One of the greatest voices to come out of the early 90s and 2000s, country star Shania Twain, is speaking out on why she almost hung up her microphone for good.
Starting in 1995, the now 51-year-old artist began receiving widespread acclaim and attention thanks to her pop-influenced take of the twangy genre with hits such as “Whose Bed Have Your Boots Been Under?” and “Any Man of Mine” from her second studio album, The Woman In Me.
Her inevitable follow-up, 1997’s Come On Over, catapulted the already-successful Twain, born Eileen Regina Roberts, from the country charts to the world-at-large, with more smash hits and classics, including “You’re Still the One,” “From This Moment On,” and the feminist ode to living life without regrets, “Man! I Feel Like A Woman!,” which were all co-penned with songwriting partner and then-husband, producer Robert “Mutt” Lange.

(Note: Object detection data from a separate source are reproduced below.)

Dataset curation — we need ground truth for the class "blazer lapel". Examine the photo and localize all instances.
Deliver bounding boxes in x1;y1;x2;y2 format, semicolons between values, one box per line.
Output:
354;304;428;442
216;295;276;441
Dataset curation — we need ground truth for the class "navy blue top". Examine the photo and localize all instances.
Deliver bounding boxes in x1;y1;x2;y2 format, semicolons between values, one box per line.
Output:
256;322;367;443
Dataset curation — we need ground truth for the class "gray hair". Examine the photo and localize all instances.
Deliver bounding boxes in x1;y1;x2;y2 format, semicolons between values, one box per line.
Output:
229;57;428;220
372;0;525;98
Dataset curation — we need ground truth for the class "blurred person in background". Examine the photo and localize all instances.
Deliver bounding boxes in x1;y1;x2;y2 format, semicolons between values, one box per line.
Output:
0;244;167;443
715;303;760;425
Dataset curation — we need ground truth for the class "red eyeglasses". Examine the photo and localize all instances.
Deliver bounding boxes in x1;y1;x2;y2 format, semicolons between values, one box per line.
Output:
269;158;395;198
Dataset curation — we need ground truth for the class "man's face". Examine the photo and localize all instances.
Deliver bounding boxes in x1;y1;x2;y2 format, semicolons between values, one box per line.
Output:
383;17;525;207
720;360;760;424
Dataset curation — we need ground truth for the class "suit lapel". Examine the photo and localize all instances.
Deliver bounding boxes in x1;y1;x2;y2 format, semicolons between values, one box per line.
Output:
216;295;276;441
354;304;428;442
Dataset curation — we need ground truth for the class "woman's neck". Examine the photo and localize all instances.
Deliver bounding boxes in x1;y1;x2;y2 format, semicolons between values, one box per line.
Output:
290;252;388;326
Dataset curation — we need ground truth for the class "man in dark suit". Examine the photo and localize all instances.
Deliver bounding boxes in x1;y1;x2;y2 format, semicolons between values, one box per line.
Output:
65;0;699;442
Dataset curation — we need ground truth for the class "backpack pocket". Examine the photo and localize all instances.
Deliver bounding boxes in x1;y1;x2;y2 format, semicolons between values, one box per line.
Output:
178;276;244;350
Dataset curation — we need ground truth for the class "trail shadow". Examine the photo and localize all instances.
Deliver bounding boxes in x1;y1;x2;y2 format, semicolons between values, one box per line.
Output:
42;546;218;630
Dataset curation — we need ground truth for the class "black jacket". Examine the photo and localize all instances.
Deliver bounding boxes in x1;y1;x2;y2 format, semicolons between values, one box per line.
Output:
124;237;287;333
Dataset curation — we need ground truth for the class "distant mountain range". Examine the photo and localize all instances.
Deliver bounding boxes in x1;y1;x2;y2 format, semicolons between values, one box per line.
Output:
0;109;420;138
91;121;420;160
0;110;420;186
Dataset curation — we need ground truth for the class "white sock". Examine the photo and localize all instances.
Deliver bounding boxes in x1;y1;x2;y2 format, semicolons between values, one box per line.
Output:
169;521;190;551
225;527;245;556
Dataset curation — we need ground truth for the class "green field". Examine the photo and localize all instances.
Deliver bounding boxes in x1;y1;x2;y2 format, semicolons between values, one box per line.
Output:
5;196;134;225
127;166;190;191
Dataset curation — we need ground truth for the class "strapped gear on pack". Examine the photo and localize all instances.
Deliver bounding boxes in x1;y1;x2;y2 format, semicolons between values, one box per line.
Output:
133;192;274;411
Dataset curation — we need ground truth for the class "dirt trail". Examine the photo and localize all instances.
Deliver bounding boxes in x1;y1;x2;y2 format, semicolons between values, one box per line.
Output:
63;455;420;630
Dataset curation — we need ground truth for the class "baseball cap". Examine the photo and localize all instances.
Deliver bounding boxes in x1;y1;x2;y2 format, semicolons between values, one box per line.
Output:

The disc would go on to be certified 2x Diamond, or 20 million copies sold, by the RIAA (the Record Industry Association of America).
“It’s been so long,” Shania expressed of her whirlwind ride to worldwide fame to Rolling Stone recently. “It almost feels like another lifetime [ago].”
Ironically, that statement is not as hyperbolic as Twain makes it out to be. In 2008, just four years into a partial retirement from performing and six years after releasing Up!, her last studio album comprised of all-original material, Lange and Twain publicly announced that they would be ending their decade and a half-long marriage due to the former falling in love with Shania’s longtime friend, Marie-Anne Thiebaud.
Seemingly in retaliation but in actuality, anything but, Shania found comfort in the arms of the one person who fully understood just what she was going through with Mutt’s betrayal — Marie-Anne’s ex-husband, Frederic Thiebaud. The two would become engaged in 2010 and officially tied the knot on New Year’s Day in 2011.
Unsurprisingly, the tabloids had a field day with the scandal, but for Shania Twain, despite being able to find love again, it was draining on both an emotional and physical scale; so much so that it literally caused her to lose her voice by way of a condition known as dysphonia, a disorder that effects the vocal cords and makes it hard to speak or, in Shania’s case, sing.
“There was a lot of coming to terms with that,” she admitted, while also sharing that she’s gone through years of vocal therapy to “re-learn” her craft.
“It’s been one of the obstacles in my life I’ve just had to learn to live with,” Shania continued.
“I’m a different singer now.”
Music listeners will be able to hear that difference — finally! — once the talent unveils her long-delayed fifth studio album in May of this year. Currently untitled but seemingly full of promise, Rolling Stone was able to hear a few offerings from the disc as Ms. Twain dictated the inspirations behind some of the new tunes.
“Who’s Gonna Be Your Girl?”
- “[A ballad] about feeling unappreciated and knowing that you are secondary,” Shania explained. “Having to live with someone that has different priorities and accepting that you’re not the most important thing in a person’s life.”
“Swinging With My Eyes Closed”
- “The fighter in me wrote that song. I was thinking of a boxer taking a swing, or a baby first coming out with his eyes and fists closed. They can’t even see yet and they’re swinging with their eyes closed,” she stated.
“We Got Something They Don’t”
- “I was sick in a hotel room,” Shania recalled, “and there was [a] Major League Baseball going on just below the hotel in the dome. I was bummed out that I couldn’t go there and enjoy the game, so I wrote this song about the winning team and what I would feel like and I just got into the spirit of the game. It’s about feeling like a champion.”
“Most of them started off quite melancholy and a lot darker,” Shania further explained of the album’s overall theme.
“[For example], ‘Swinging With My Eyes Closed’ was totally dark at the beginning. It’s just [that] all of a sudden, the light went on and there was light as well as darkness. There’s a lot of songs that have that contrast on it that maybe are too subtle for the listener to even realize.”
Another thing they might not know, but wouldn’t be surprised to learn, is the complete absence of Lange from the production of the album. In fact, Twain found it absolutely necessary for the big-name producers working on the disc, such as Jake Gosling (Ed Sheeran, Lady Gaga) and Ron Aniello, a constant companion of another music legend, Bruce Springsteen, to completely detach themselves from her past discography.
“I told anyone getting involved musically to forget about my other records,” Shania claimed, adding that she wanted to get as far away from her pop-imbued classics as possible. “I didn’t want it to be related to Mutt’s productions at all. I wanted a more organic approach.”
Expect to hear the first taste of the new Shania Twain in March, when she drops the first official single from the project.